Background

Python provides a standard interface for open files, so that alternate implementations of file-like object can work seamlessly with many function which rely only on the methods of that standard interface. A number of libraries have implemented a similar concept for file-systems, where file operations can be performed on a logical file-system which may be local, structured data store or some remote service.

This repository is intended to be a place to define a standard interface that such file-systems should adhere to, such that code using them should not have to know the details of the implementation in order to operate on any of a number of backends. With hope, the community can come together to define an interface that is the best for the highest number of users, and having the specification, makes developing other file-system implementations simpler.

History

We have been involved in building a number of remote-data file-system implementations, principally in the context of the Dask project. In particular, several are listed in docs with links to the specific repositories. With common authorship, there is much that is similar between the implementations, for example posix-like naming of the operations, and this has allowed Dask to be able to interact with the various backends and parse generic URLs in order to select amongst them. However, some extra code was required in each case to adapt the peculiarities of each implementation with the generic usage that Dask demanded. People may find the code which parses URLs and creates file-system instances interesting.

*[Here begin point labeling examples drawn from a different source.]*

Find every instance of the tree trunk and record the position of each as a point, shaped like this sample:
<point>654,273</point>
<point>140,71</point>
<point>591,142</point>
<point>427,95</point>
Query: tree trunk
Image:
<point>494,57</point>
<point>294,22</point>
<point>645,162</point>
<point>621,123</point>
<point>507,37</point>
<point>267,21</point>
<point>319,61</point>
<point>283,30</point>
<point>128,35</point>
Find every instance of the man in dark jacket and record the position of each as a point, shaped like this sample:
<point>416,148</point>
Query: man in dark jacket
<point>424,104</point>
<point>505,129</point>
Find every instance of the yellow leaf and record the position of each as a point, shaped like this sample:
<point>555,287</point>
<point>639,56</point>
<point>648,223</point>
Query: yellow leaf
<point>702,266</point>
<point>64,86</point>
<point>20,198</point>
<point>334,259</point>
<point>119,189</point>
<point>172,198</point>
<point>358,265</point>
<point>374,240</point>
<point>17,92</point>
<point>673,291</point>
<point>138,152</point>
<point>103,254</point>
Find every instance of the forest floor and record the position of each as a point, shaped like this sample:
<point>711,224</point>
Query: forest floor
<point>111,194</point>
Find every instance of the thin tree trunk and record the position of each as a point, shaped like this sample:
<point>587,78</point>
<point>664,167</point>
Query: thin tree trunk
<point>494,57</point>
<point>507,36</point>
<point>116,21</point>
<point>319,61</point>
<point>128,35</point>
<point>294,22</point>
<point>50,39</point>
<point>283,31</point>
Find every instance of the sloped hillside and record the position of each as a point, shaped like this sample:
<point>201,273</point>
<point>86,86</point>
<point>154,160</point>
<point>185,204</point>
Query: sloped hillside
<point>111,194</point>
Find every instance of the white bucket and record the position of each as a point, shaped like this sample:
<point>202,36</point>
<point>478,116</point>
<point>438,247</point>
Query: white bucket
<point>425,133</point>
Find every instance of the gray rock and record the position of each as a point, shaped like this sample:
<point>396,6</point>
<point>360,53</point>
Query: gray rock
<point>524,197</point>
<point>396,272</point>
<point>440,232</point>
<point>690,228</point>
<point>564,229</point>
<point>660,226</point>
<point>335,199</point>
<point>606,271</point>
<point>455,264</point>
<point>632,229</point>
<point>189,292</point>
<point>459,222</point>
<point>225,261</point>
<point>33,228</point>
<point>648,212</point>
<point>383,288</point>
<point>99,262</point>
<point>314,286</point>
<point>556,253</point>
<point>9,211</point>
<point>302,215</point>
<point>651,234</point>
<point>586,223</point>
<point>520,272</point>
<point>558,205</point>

At the same time, the Apache Arrow project was also concerned with a similar problem, particularly a common interface to local and HDFS files, for example the hdfs interface (which actually communicated with HDFS with a choice of driver). These are mostly used internally within Arrow, but Dask was modified in order to be able to use the alternate HDFS interface (which solves some security issues with hdfs3). In the process, a conversation was started, and I invite all interested parties to continue the conversation in this location.

There is a good argument that this type of code has no place in Dask, which is concerned with making graphs representing computations, and executing those graphs on a scheduler. Indeed, the file-systems are generally useful, and each has a user-base wider than just those that work via Dask.

Influences

The following places to consider, when choosing the definitions of how we would like the file-system specification to look:

  1. python’s os module and its path namespace; also other file-connected functionality in the standard library

  2. posix/bash method naming conventions that linux/unix/osx users are familiar with; or perhaps their Windows variants

  3. the existing implementations for the various backends (e.g., gcsfs or Arrow’s hdfs)

  4. pyfilesystems, an attempt to do something similar, with a plugin architecture. This conception has several types of local file-system, and a lot of well-thought-out validation code.

Other similar work

It might have been conceivable to reuse code in pyfilesystems, which has an established interface and several implementations of its own. However, it supports none of the critical features for cloud and parallel access, and would not be easy to coerce. Following on the success of s3fs and gcsfs, and their use within Dask, it seemed best to have an interface as close to those as possible. See a discussion on the topic.

Other newer technologies such as smart_open and pyarrow’s newer file-system rewrite also have some parts of the functionality presented here, that might suit some use cases better.

Structure of the package

The best place to get a feel for the contents of fsspec is by looking through the Usage and API Reference sections. In addition, the source code will be interesting for those who wish to subclass and develop new file-system implementations. fsspec/spec.py contains the main abstract file-system class to derive from, AbstractFileSystem.